The B vitamins are: Thiamine (B1), Riboflavin (B2), Niacin (B3), Pantothenic Acid (B5), Pyridoxine (B6), Biotin (B7), Folate/Folic acid (B9) and Cobalamin (B12). What it does: Thiamine is an important cofactor in breaking down carbohydrates. It helps with protein synthesis and the production of neurotransmitters.
Is thiamine used for alcoholics?
Thiamine has no effect on the symptoms or signs of alcohol withdrawal or on the incidence of seizures or DTs. Routine use of thiamine is recommended because the development of Wernicke encephalopathy or Wernicke-Korsakoff syndrome is disastrous in these patients and can remain unrecognized.
What happens if you have a deficiency of thiamine?
Deficiency of thiamine causes beriberi, in which anorexia, wasting, neurological pathology (motor and sensory polyneuropathy, amnesia, encephalopathy called Wernicke-Korsakoff syndrome), and cardiac arrhythmias may occur. This form is called “dry” beriberi (shoshin) and is associated with low cardiac output.
How does thiamine deficiency lead to beri-beri Korsakoff syndrome?
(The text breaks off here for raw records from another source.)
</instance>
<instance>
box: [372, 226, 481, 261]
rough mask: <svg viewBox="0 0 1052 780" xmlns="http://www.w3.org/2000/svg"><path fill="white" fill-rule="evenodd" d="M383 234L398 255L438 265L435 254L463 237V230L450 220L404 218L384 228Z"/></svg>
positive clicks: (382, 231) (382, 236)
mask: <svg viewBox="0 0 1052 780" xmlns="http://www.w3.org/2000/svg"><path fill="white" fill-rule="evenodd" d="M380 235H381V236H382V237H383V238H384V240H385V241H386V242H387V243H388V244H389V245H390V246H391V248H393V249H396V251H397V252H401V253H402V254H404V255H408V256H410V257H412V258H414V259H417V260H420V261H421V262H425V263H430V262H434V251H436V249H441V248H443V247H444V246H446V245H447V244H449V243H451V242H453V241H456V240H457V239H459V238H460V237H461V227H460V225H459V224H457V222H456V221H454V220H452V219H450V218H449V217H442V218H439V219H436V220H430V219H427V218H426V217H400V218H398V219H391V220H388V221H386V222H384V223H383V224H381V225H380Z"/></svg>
Additional factors that contribute to thiamine deficiency include hyperemesis gravidarum, gastric or small intestinal resection, and malabsorption syndromes. The precise mechanisms by which thiamine deficiencies lead to beri-beri and Wernicke–Korsakoff syndrome are uncertain.
What foods can you eat with a thiamine deficiency?
The decline in thiamine deficiency seemed to be the combined effect of including parboiled rice (thiamine content higher than polished rice), 40 g of unilitho (blended food with a thiamine content of 0.1 mg per 100 g), a different variety of lentils and the continuation of vegetables (Clugston, 1994).
Who is at risk for vitamin B1 deficiency?
Our data suggest that hospitalized elderly are at increased risk for vitamin B1 deficiency especially when on a diuretic treatment. It is possible that a low dose thiamine supplementation my help to prevent the development of a subclinical wet-beriberi in older subjects on diuretics.